1.1. Welk recht is van toepassing op het vermogen van de echtgenoten? Welke criteria/regels worden gebruikt om het toepasselijke recht te bepalen? Welke internationale verdragen moeten worden gerespecteerd met betrekking tot bepaalde landen?
Volgens de Wet inzake het internationaal privaatrecht geldt dat als de echtgenoten zelf geen rechtskeuze maken, het recht toegepast wordt dat ten tijde van het huwelijk van toepassing is met betrekking tot de algemene rechtsgevolgen van het huwelijk. De algemene juridische gevolgen worden bepaald door het recht van het land waar de echtgenoten hun gemeenschappelijke woonplaats hebben. Bij het ontbreken van een gemeenschappelijke woonplaats is het recht van het land van de gemeenschappelijke nationaliteit van toepassing. Indien de echtgenoten in verschillende Staten wonen en een verschillende nationaliteit hebben, dan zullen de algemene wettelijke gevolgen van het huwelijk bepaald worden door het recht van de Staat van hun laatste gemeenschappelijke verblijfplaats, indien één van de echtgenoten nog steeds in die Staat woont. Indien het niet mogelijk om te bepalen welke recht van toepassing is op basis van de bovengenoemde criteria, dan moet het recht van het land waarmee de echtgenoten het nauwst verbonden zijn worden toegepast.
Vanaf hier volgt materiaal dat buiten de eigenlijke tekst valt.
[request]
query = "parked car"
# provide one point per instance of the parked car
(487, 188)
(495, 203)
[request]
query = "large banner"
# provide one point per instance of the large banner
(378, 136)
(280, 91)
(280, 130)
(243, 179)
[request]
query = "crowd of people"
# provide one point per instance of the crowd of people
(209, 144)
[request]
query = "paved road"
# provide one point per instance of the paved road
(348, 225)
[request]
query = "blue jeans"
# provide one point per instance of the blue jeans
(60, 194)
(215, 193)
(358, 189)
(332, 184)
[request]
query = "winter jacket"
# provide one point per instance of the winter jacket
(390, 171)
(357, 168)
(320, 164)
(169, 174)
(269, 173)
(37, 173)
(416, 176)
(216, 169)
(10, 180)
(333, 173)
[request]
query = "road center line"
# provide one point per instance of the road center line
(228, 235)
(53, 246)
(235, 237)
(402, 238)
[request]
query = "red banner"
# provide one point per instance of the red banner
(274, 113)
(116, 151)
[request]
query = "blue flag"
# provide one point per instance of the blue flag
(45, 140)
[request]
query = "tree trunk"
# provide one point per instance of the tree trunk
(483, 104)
Andere regels zijn van toepassing gebaseerd op internationale verdragen (verdragem betreffemde internationale bijstand), indien de echtgenoten of één van de echtgenoten de nationaliteit heeft van Letland, Litouwen, Polen, Rusland of Oekraïne of wanneer de echtgenoten in één van die staten hun woonplaats hebben.
1.2. Hebben de echtgenoten de mogelijkheid het toepasselijke recht te kiezen? Zo ja, door welke beginselen wordt deze keuze dan bepaald (bijvoorbeeld voor welk recht kan gekozen worden, vormvereisten, retroactiviteit)?
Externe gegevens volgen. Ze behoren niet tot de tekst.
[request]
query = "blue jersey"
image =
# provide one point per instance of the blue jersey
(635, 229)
Volgens de Wet inzake het internationaal privaatrecht kunnen de echtgenoten kiezen welk recht van toepassing is op hun vermogensverhoudingen. Zij kunnen ofwel het recht kiezen van de Staat waar één van hen hun woonplaats hebben ofwel het recht van de Staat waarvan één van de echtgenoten ten tijde van de rechtskeuze de nationaliteit had.